J'ai besoin de partager avec vous une expérience très ordinaire mais très nouvelle, inhabituelle, pour moi.
Hier, c'était un avant-goût de vacances. Avec une amie, nous avions prévu d'aller à  
un marché, dans une jolie commune qui se situe au bord de l'eau. Le cadre donnait encore plus de relief aux plaisirs sensoriels du marché !

Mais depuis quelques jours, les chaleurs ont grimpé en flèche, et avec ça, mon malaise vestimentaire et mon angoisse pour les semaines suivantes: comment vais-je supporter de telles chaleurs, comment vais-je m'habiller ?

Je n'avais qu'une envie, foncer faire les soldes mais devant être très très attentive à mon budget, les habits, j'en ai déjà, et ce n'est pas la priorité d'en racheter avec tous ceux que j'ai à vendre avant.
Et puis je pourrais trouver mille jolies tenues, ça ne changerait rien au problème: je ne découvre quasiment jamais mon corps quand je m'habille.

J'ai essayé de me préparer à l'été, il y a quelques mois, en achetant un pantacourt, que je ne portais pas, mais il était là, accessible.

Commençaient donc des petites expériences isolées, sans que ça change encore mon quotidien, mais c'était comme on se préparer à un changement en souterrain et hop, un jour, ça apparaît.

J'en viens donc à cette expérience hier.
J'ai osé.
Je suis sortie bras nus.
Quelle nouveauté pour moi !

Je vous l'annonce comme un événement important. J'imagine que ça puisse paraître insignifiant. Mais important, ça l'a été pour moi.

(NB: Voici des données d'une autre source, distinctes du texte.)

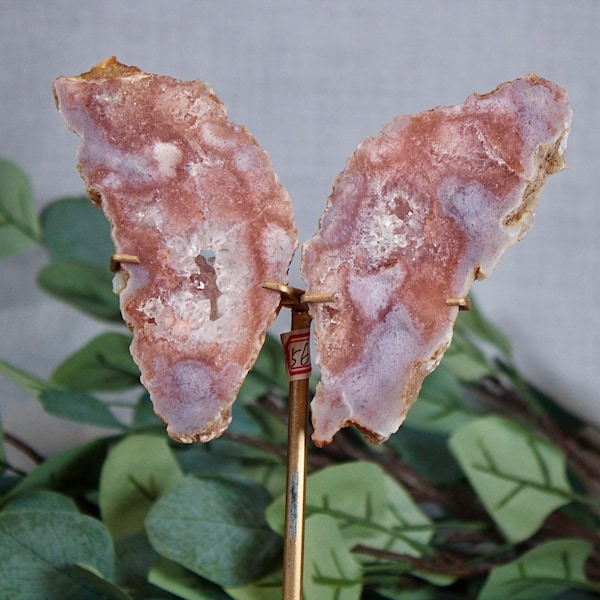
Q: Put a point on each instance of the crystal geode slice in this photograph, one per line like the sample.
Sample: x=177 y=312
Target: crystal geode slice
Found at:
x=418 y=213
x=193 y=196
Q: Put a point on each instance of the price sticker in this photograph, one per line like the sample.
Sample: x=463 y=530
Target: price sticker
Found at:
x=296 y=347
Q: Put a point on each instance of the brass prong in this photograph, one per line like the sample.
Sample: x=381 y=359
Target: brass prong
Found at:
x=315 y=298
x=462 y=303
x=116 y=260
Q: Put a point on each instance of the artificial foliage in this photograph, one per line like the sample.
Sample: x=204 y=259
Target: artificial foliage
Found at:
x=488 y=491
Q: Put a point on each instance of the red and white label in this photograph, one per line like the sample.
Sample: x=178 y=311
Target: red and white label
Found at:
x=296 y=347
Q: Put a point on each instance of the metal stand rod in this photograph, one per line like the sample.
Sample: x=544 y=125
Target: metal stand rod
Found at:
x=293 y=553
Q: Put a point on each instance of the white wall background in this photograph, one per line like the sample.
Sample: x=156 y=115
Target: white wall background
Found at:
x=311 y=79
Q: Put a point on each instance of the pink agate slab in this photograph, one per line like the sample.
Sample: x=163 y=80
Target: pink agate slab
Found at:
x=419 y=212
x=194 y=197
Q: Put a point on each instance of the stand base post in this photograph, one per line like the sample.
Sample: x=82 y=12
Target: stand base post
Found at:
x=293 y=554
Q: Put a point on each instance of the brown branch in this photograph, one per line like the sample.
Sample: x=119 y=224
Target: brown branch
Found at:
x=446 y=563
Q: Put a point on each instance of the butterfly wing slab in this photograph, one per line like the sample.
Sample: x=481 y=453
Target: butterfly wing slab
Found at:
x=418 y=213
x=193 y=196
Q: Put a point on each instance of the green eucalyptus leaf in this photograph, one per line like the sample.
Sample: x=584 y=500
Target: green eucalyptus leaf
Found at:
x=409 y=530
x=86 y=286
x=268 y=588
x=19 y=227
x=137 y=471
x=473 y=323
x=2 y=451
x=354 y=493
x=73 y=228
x=42 y=500
x=216 y=528
x=73 y=471
x=330 y=570
x=548 y=569
x=30 y=383
x=181 y=582
x=519 y=476
x=94 y=584
x=440 y=407
x=466 y=360
x=427 y=453
x=134 y=557
x=78 y=407
x=38 y=550
x=102 y=364
x=268 y=372
x=369 y=507
x=143 y=412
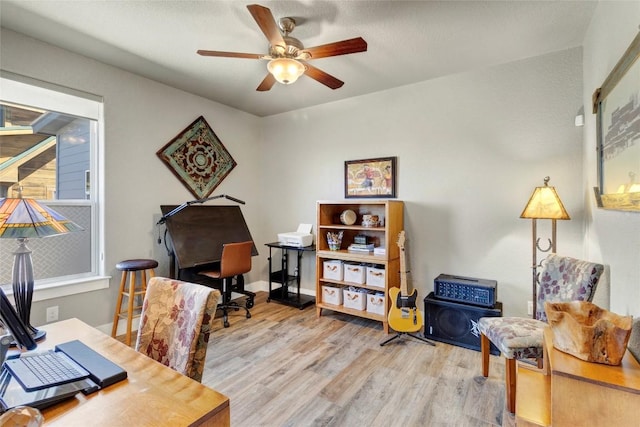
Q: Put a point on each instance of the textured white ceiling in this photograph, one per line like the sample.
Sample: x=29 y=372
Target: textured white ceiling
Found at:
x=408 y=41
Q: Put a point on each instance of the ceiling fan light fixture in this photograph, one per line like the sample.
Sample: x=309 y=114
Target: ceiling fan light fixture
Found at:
x=285 y=70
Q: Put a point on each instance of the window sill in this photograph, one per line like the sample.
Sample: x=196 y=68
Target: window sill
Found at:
x=69 y=287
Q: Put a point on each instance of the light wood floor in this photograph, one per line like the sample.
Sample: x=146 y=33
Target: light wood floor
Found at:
x=285 y=367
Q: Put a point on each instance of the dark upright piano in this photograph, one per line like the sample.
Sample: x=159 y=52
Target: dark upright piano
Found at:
x=195 y=238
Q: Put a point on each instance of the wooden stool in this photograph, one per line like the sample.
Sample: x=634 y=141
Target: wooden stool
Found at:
x=132 y=266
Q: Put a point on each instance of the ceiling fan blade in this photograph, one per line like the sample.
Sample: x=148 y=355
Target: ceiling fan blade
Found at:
x=322 y=77
x=267 y=83
x=230 y=54
x=265 y=20
x=338 y=48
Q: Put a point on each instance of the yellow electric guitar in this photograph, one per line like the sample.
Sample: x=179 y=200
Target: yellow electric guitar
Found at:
x=404 y=316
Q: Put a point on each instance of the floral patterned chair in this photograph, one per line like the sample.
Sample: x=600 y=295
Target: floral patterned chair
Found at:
x=561 y=279
x=175 y=324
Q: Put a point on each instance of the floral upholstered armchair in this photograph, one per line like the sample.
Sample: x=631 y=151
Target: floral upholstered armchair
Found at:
x=175 y=324
x=562 y=279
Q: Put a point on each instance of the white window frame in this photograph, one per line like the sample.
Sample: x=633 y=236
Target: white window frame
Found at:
x=30 y=92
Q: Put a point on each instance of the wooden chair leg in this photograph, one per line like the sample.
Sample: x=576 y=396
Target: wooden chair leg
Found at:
x=510 y=384
x=116 y=316
x=484 y=348
x=132 y=290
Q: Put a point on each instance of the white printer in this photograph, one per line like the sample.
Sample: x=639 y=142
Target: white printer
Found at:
x=299 y=238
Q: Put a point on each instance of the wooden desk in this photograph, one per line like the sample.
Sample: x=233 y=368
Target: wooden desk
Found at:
x=152 y=395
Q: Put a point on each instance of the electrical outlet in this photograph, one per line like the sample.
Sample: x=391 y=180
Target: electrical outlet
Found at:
x=52 y=313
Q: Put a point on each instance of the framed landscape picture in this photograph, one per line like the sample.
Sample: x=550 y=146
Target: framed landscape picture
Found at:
x=617 y=104
x=372 y=178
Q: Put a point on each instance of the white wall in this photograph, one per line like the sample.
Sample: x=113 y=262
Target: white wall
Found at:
x=141 y=116
x=470 y=147
x=613 y=237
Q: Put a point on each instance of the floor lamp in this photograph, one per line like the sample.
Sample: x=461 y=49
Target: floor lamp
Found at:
x=544 y=203
x=23 y=219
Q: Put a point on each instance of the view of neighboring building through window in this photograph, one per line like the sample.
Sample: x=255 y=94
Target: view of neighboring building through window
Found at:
x=49 y=154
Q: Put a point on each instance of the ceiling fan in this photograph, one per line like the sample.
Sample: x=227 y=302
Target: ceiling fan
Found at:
x=287 y=56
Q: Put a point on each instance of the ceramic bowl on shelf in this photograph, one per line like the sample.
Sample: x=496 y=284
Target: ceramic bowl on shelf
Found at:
x=348 y=217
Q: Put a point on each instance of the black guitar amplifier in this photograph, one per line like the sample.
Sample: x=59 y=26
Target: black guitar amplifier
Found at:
x=455 y=323
x=468 y=290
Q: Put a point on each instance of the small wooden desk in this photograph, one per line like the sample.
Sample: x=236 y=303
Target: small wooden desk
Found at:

Et ce qui a été formidable, c'est que justement, ça ne l'a été QUE pour moi.
Ca ne faisait l'objet d'attention de personne d'autre que moi, et encore, même pour moi, c'était quelque chose qui passait à côté du reste finalement.

Au début ça m'a fait quelques émotions, quand je suis sortie de mon appartement. Chez moi, seule, je suis souvent dénudée. Mais dehors ou avec quelqu'un, c'est une autre histoire. J'en revenais pas, j'avais envie de pousser des petits cris, de galoper et de me trémousser. Un moment d'excitation mêlée à la peur et à la surprise. Le frisson de la nouveauté. Et puis après, c'était anecdotique.

C'était chouette! J'ai eu très chaud, mais c'était plus confortable habillée ainsi, et ça m'a permis de vivre avec grand plaisir cette sortie estivale. Je me sentais en vacances !

Sentir le soleil chauffer ma peau, l'air la caresser, ça m'a fait un bien fou. C'était tellement doux. Tellement doux.

Ça m'émeut de vous décrire ces sensations car c'est comme si je les découvrais pour la première fois.

Je me dis que d'autres peuvent connaître ça, vivre dans un corps jamais touché, jamais exposé, jamais l'objet de la douceur d'un autre ou d'une source extérieure de sensation agréable (eau, soleil, vent, ou d'autres choses).

J'essaie de vivre d'autres choses avec ce corps là, tel qu'il est maintenant.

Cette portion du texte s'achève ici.